Ce dimanche ont eu lieu les très attendues élections régionales en Bavière, bastion historique de la droite allemande. Les conservateurs de la CSU, parti frère de la CDU d’Angela Merkel et dirigé par l’actuel ministre de l’Intérieur, ont essuyé un revers dans un scrutin marqué par la montée prévisible des Grünen et de l’AfD.
Une nouvelle débâcle aux allures d’épilogue pour la chancelière qui vit depuis 3 ans une période de fortes turbulences dans un contexte de crise migratoire et identitaire et qui pourrait bel et bien se terminer très rapidement par sa démission.

La fin d’une hégémonie

En effet, avec un score de 37 %, la CSU perd la majorité absolue, essuyant son pire résultat depuis 68 ans. Les Grünen, avec 17,5 %, font figure de grands gagnants du scrutin.

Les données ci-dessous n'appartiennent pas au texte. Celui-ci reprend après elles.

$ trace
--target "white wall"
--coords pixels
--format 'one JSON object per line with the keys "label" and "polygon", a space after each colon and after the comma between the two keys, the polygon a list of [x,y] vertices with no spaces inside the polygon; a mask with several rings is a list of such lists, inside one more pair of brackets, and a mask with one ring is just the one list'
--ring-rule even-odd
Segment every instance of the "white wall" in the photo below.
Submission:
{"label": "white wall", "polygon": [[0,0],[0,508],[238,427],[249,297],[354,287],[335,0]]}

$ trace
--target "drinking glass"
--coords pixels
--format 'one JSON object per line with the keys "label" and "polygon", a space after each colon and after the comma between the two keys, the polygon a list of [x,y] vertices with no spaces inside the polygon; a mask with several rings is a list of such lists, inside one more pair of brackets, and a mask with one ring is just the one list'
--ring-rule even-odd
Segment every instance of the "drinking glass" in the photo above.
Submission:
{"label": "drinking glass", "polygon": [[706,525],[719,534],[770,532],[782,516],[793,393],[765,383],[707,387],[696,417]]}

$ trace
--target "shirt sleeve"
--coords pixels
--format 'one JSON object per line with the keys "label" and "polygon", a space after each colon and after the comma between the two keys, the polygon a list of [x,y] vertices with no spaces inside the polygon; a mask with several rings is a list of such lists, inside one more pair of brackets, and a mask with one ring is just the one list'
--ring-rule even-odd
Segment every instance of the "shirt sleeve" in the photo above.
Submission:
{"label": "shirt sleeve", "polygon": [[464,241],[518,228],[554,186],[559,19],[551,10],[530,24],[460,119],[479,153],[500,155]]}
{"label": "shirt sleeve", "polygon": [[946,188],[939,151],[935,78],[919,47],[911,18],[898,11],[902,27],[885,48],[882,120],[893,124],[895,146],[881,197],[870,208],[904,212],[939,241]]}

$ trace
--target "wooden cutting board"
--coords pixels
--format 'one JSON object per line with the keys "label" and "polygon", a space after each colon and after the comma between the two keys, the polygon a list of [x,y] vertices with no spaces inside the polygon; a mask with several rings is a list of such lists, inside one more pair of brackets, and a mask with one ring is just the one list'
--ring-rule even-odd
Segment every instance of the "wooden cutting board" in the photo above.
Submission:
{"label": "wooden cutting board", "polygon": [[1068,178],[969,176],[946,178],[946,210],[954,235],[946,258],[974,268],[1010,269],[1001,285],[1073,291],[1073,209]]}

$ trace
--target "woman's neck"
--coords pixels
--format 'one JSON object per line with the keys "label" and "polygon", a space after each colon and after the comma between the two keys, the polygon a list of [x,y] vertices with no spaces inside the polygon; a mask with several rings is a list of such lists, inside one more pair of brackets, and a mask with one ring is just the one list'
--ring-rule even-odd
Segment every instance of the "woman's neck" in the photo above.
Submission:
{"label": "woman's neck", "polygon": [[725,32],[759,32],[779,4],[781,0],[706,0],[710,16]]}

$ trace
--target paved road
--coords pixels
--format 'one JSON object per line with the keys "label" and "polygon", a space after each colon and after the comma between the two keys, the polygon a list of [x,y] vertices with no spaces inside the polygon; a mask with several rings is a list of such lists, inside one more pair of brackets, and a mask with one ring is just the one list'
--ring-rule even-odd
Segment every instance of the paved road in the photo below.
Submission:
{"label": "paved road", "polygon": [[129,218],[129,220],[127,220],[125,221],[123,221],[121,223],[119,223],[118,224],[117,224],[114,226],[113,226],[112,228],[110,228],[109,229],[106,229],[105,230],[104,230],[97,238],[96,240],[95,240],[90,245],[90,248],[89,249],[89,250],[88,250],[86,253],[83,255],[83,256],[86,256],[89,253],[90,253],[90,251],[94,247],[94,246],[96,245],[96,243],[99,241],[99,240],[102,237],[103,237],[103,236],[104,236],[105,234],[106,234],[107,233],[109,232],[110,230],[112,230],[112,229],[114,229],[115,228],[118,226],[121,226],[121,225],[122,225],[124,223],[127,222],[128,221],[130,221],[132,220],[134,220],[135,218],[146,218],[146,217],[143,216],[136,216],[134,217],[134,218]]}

Centriste, le parti écologiste allemand s’apparente à ce qu’étaient les Verts en France avant le virage gauchiste initié dans les années 1990 par Dominique Voynet et devient donc un allié potentiel de la majorité de droite.
Sans surprise, l’AfD fait son entrée au Landtag avec 10,2 %, devancé par Freie Wähler (FW), mouvement libéral-conservateur et favorable à la démocratie directe, qui obtient 11,6 %.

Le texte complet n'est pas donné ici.